When war's horror struck home

Doug Letto writes on how war, and death, came to his home community in the Labrador Straits on a sunny September day in 1944.

The war and its all too frequent companion, death, came to the Labrador Straits community of L'anse au Clair on a sunny late September day in 1944. The news arrived by telegram, and was received through the telegraph office at Blanc Sablon, Que., just three miles across the border into Canada.

My uncle, Pte. Manuel David Letto, was the oldest in a family of seven children. He signed up with the Canadian army and joined the North Nova Scotia Highlanders. He was killed in the vicious fighting that took place in Calais, France. 

The Canadians liberated Calais that month, and chased a retreating German army into Belgium. Calais had been a city under siege since 1940, and the Germans held it until 1944 when the Allies bombed the city and the Canadian army swept through.

It was my uncle Hedley, the second eldest brother, and a teacher in Blanc Sablon, who had the sad and unenviable task of bringing the news of his brother's death to my grandmother and grandfather. There were no roads, just a footpath from Blanc Sablon to L’anse au Clair.

Manuel David Letto was killed during battle in Calais, France.

I have tried to imagine Uncle Hedley’s thoughts as he walked that path — trying to reconcile his thoughts about a brother who had perished with the heart-rending job of breaking the news to his parents.

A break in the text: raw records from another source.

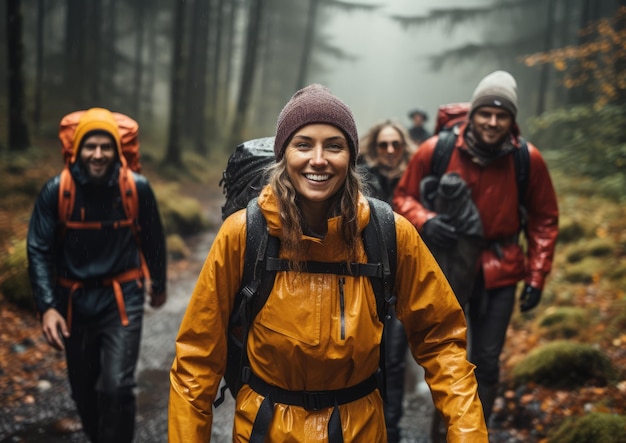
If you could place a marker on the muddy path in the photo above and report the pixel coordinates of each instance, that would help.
(37, 422)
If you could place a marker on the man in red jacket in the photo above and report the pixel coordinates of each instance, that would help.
(483, 155)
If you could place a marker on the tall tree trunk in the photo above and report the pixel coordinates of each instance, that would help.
(39, 64)
(197, 71)
(74, 53)
(110, 53)
(255, 17)
(217, 29)
(152, 56)
(226, 82)
(173, 154)
(18, 130)
(140, 11)
(544, 75)
(93, 51)
(307, 48)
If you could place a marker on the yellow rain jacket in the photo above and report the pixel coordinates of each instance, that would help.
(296, 340)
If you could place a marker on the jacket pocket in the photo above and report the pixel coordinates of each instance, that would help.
(504, 268)
(293, 308)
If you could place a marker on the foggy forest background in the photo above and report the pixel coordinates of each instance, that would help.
(204, 75)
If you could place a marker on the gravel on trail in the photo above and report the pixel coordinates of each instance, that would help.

My uncle Ellis was at home that day, helping grandfather whitewash the old house and fix some of the cedar roof shingles. He remembered it as a bright, sunny day, the kind of day where outdoor work had to get done. Soon, the cold winds of October, and probably snow, would sweep through the Straits.

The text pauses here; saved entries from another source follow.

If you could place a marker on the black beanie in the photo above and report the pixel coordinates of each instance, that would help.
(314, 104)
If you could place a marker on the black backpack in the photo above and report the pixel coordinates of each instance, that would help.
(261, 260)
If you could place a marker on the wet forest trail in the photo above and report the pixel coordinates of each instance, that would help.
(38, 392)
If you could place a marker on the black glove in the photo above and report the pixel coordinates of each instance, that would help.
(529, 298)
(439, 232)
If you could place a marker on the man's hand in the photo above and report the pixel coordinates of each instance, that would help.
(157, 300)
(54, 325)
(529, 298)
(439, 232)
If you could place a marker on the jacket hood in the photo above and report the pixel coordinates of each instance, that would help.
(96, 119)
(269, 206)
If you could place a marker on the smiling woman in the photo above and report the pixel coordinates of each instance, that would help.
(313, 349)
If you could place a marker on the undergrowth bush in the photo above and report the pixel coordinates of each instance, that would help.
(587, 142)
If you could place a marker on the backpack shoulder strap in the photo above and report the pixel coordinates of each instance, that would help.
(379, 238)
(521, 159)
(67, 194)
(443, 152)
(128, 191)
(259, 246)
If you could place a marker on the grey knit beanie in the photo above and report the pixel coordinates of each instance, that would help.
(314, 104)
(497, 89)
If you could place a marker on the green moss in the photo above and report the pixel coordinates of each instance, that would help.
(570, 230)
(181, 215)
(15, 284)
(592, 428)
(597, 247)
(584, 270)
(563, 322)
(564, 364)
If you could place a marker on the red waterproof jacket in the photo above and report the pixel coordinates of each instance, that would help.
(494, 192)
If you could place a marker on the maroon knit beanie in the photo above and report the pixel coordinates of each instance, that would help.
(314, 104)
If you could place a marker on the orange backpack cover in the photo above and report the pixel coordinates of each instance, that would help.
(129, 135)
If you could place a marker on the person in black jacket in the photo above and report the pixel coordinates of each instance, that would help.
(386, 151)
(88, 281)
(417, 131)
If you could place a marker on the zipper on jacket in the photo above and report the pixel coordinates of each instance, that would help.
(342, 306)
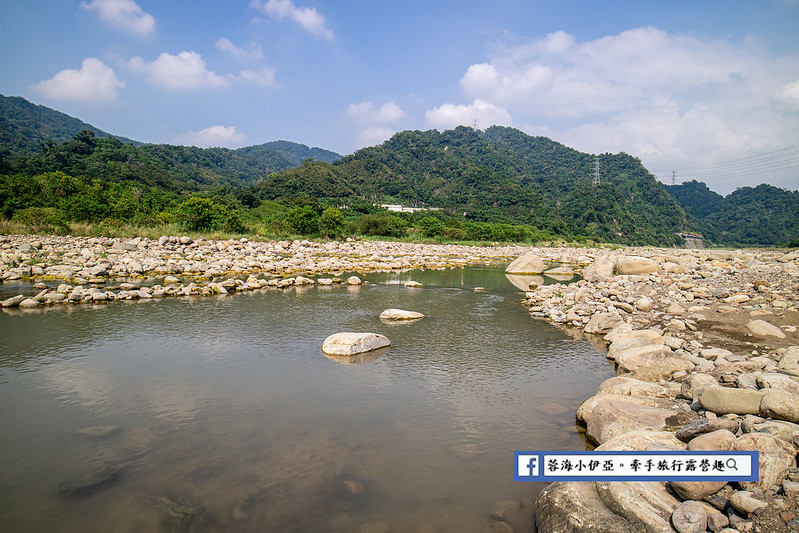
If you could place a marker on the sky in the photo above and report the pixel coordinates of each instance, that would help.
(695, 89)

Uncle Ellis told me the story one Remembrance Day several years ago when I attended the Nov. 11 ceremony in L'anse au Clair.

It was he who caught the sight of Uncle Hedley coming down the hill into the community. He just knew something wasn’t right. Uncle Hedley walked up and told grandfather he had news about Manuel. 

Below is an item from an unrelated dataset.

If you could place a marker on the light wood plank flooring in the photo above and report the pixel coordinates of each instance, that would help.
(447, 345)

My grandfather read the telegram with the news that his son had been killed in France. He got up his resolve and went inside to break the news to my grandmother.

The story ends there. No one has ever told me about the tears and the hurt that came after. But I do have the memory of my grandfather wearing Manuel’s medals every Nov. 11.

So, what does Nov. 11 mean to me?

I have moments of quiet contemplation about the uncle I never met, my father's brother who never came home, the grandmother and grandfather who never got to hold their son again.

I also think of my uncle, Rodney Chubbs, who’s served on tours in the Balkans, to bring hope and peace to people there. I think of friends and strangers who put themselves in the way of danger every day, to protect people they don’t know.

I think of ways to pay my freedom forward. Maybe it’s holding a door for someone. Donating to a good cause. Buying a stranger a coffee.

I think of the privilege of living in a place where going on a diet is not compulsory. Where drinking eight glasses of water a day is possible.

More than anything, I’m thankful that I can write and speak freely, where my only censor is myself.